Al tavolo dell’Imu ci sono due giocatori di poker e un altro che sta a guardare. Il primo è il vice-premier Alfano. Dietro di lui c’è il capogruppo Pdl alla Camera Renato Brunetta. Il secondo è il viceministro Pd all’Economia Stefano Fassina. Alle sue spalle c’è il segretario del suo partito Guglielmo Epifani. Chi sta a guardare è il ministro dell’Economia Fabrizio Saccomanni. Tace, ma ha le idee chiare. Per lui l’abolizione totale dell’Imu sulla prima casa è una misura ingiusta. Costerebbe 4 miliardi di euro, ma avrebbe un impatto regressivo rispetto al reddito. Danneggerebbe i poveri a favore dei ricchi ed è quindi da escludere per ragioni di equità.

Il Pd propone una «rimodulazione» dell’Imu, escludendo il 20% dei proprietari che detengono immobili di maggior valore. «Togliere la tassa sulla prima casa all’85% dei cittadini non è un contentino, è un’operazione significativa» ha detto Fassina alzando gli occhi dalle sue carte. La soluzione è nota da tempo, ma quelli del Pdl bluffano. L’odiata tassa sul mattone non dev’essere fatta pagare al ceto medio povero, e tanto meno a quello dei proprietari.

Come un disco rotto, Brunetta ripete da settimane nell’orecchio di Alfano: «L’abolizione dell’Imu è un punto programmatico fondamentale per il governo. Il fatto che il governo non abbia presentato un testo mi lascia molti dubbi. Non è una cosa seria procedere così». Epifani lo ascolta e s’irrigidisce: «Noi non accettiamo ultimatum – ha detto ieri, gonfiando il petto, dopo un incontro con i ministri e i capigruppo Pd – è anche interesse nostro riformare l’Imu, ma non c’è solo l’Imu». Infatti, c’è la cassa integrazione, la scuola, gli esodati e lo stop all’aumento dell’Iva.

Da 72 ore Alfano recita la parte del paciere. Non farà cadere il governo sull’Imu. Dopo un «incontro costruttivo» con Saccomanni e Brunetta, così l’ha definito in un tweet ieri, sembra che il tempo per il governo volgerà al bello oggi, giorno del Consiglio dei ministri che dovrebbe trovare la quadra sul tormentone berlusconiano dell’estate. Una soluzione va trovata entro il 31 agosto perché altrimenti scatta la «clausola di salvaguardia» che ripristinerà la rata di giugno. L’operazione costa 4 miliardi, troppi per farli pesare sul bilancio statale. E allora si è trovata la mediazione: la «Service Tax», una tassa di servizio di impianto federalista che accorperà l’ex Imu e l’attuale Tares sui rifiuti.
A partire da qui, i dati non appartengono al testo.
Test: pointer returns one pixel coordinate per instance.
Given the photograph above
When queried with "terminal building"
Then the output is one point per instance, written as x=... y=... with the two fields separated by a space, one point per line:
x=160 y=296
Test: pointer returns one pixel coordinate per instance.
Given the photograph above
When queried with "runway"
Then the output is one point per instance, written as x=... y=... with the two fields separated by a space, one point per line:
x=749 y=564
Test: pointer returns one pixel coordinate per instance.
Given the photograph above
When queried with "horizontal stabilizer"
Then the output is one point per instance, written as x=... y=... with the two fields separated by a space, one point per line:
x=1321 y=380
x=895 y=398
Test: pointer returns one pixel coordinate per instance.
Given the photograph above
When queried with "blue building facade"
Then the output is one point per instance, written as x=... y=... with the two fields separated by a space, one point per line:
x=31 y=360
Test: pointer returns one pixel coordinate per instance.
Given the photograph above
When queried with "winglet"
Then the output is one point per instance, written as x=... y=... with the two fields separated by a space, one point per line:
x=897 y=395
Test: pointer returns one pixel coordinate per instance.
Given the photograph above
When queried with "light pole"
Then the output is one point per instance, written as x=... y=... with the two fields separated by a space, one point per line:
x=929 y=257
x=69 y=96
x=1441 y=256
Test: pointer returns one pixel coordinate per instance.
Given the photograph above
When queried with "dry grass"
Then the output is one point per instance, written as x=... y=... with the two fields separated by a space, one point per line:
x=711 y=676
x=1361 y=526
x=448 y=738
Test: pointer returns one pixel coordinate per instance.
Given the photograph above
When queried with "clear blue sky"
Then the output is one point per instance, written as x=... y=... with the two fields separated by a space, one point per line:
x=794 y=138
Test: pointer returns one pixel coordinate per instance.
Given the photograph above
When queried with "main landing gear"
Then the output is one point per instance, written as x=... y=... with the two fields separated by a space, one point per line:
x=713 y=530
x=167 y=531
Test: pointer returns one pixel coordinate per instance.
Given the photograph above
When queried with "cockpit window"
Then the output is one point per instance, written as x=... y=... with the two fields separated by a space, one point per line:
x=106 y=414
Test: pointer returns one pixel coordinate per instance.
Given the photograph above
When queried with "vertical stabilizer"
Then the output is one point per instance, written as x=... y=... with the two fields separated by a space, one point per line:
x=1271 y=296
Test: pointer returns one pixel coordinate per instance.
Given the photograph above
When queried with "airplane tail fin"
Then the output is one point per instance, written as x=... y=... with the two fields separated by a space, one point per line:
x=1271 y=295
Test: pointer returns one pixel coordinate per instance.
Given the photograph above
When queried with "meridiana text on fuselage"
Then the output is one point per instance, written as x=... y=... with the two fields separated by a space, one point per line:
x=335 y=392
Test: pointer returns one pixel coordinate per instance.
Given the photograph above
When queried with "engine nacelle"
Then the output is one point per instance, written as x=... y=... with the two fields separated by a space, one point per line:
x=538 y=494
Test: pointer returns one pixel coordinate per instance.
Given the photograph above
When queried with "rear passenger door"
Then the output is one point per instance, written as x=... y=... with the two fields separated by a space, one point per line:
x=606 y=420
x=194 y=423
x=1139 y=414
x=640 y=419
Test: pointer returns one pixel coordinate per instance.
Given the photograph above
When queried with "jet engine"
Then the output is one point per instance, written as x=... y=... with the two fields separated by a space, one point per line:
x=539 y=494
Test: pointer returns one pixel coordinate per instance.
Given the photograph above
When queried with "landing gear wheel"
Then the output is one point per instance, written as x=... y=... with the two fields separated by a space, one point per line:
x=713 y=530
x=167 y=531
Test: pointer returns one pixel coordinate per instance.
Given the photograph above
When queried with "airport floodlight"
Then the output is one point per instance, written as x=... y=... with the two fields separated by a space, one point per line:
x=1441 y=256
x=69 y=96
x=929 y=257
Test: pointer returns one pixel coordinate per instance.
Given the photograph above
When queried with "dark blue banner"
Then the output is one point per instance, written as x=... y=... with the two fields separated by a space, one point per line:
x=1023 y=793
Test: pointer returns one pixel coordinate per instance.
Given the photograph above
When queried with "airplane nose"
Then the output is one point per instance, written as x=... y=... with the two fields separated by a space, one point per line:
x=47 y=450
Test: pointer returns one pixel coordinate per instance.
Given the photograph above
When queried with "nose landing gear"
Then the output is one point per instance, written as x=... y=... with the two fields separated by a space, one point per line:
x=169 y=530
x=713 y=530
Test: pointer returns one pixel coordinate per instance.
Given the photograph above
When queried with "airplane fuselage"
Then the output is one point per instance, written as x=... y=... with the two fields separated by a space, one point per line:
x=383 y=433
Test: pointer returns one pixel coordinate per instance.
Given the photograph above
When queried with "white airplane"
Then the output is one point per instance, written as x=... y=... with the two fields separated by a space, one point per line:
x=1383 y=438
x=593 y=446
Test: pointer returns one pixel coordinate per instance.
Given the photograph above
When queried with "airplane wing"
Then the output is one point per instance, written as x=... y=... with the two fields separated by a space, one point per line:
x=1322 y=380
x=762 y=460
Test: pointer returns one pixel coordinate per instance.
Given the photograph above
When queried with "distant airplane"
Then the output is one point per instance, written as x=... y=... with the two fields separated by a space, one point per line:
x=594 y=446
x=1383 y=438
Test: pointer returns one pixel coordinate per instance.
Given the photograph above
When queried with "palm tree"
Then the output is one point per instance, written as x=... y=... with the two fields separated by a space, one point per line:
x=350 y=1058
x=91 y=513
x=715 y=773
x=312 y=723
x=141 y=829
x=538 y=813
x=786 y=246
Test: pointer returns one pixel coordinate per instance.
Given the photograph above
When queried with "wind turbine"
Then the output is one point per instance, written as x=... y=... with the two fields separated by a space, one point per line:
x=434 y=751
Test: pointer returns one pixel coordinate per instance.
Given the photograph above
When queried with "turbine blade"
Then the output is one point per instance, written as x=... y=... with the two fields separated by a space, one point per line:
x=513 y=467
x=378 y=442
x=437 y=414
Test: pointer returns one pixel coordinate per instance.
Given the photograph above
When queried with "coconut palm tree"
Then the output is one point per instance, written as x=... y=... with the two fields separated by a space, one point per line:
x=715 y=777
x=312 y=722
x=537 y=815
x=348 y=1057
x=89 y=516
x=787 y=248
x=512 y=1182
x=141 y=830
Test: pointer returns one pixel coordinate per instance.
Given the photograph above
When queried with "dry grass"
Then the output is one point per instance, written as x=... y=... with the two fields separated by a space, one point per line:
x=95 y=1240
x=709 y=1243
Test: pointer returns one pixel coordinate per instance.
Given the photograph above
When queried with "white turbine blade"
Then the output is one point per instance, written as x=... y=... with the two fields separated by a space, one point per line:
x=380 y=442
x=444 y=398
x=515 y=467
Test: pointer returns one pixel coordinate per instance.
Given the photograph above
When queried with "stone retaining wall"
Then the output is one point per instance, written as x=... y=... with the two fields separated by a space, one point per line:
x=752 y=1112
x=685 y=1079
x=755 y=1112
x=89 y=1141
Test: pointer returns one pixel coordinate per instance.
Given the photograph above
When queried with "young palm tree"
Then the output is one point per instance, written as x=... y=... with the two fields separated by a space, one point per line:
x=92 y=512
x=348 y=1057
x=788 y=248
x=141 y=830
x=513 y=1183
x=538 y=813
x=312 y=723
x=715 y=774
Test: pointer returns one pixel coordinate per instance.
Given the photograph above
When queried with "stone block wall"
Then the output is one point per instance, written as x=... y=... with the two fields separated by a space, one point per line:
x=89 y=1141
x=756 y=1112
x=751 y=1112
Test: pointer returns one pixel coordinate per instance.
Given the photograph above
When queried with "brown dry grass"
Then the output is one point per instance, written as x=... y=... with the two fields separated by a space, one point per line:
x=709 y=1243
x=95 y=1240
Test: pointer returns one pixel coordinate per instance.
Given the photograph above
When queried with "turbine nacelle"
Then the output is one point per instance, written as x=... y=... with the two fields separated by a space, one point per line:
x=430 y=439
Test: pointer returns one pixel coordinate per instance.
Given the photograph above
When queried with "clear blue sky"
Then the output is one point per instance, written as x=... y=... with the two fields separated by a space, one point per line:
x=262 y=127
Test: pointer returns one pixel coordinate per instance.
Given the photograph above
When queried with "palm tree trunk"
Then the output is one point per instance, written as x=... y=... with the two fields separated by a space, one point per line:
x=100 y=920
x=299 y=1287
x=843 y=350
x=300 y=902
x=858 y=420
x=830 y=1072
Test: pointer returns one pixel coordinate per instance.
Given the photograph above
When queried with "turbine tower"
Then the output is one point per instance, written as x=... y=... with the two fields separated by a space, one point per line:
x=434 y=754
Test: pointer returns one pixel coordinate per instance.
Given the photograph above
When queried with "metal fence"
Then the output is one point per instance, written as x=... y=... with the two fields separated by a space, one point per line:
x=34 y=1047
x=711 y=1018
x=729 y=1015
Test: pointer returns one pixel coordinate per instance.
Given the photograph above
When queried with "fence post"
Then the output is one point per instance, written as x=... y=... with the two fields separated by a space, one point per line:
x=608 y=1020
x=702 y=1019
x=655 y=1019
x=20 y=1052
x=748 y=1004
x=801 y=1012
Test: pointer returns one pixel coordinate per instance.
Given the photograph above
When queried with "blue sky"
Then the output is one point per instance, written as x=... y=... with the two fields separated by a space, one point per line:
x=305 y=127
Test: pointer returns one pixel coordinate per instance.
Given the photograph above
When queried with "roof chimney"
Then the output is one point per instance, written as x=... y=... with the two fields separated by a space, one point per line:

Resta l’incognita su chi dovrà pagare il conto in una partita che tutti diranno di avere vinto. Forse saranno i comuni costretti ad alzare le tasse. Il ministro per lo Sviluppo Economico Flavio Zanonato ha ribadito: «Non c’è nessuna ipotesi del genere». Dopo un incontro con Saccomanni e il ministro per gli affari regionali Del Rio, il presidente dell’Anci Piero Fassino è sembrato più rilassato: il governo ha accettato di modificare i termini di presentazione dei bilanci comunali e per la restituzione degli anticipi da parte dello Stato, entrati oggi fissati al 30 settembre. Quanto alla «Service Tax» i comuni hanno chiesto che sia «sostenibile per le famiglie».

Anche se quella sui costi resta ancora una partita nebulosa, la soluzione del rebus verrà dalla «Service Tax». La sua introduzione dovrebbe far risparmiare 683 euro a famiglia, sostiene Federconsumatori. Questa cifra andrebbe ad aggiungersi alla stangata 2013 su prezzi e tariffe pari a 1492 euro a famiglia. Rispetto alla precedente tassa sulla casa (l’Ici) – ha aggiunto la Cgia di Mestre – l’Imu ha comportato un aggravio medio per le imprese fino al 154%. L’anno scorso gli albergatori hanno versato 11.429 euro, la grande distribuzione 7325. L’esborso per la prima casa è stato di 330 euro, per la seconda di 663 euro. La Cgia avverte: l’abolizione dell’Imu potrebbe comportare nuovi rincari delle attività produttive.
«C’è il pericolo – conclude la Cgia – che i sindaci di affrettino ad aumentare le aliquote sui beni strumentali per ovviare in parte alla mancanza di liquidità».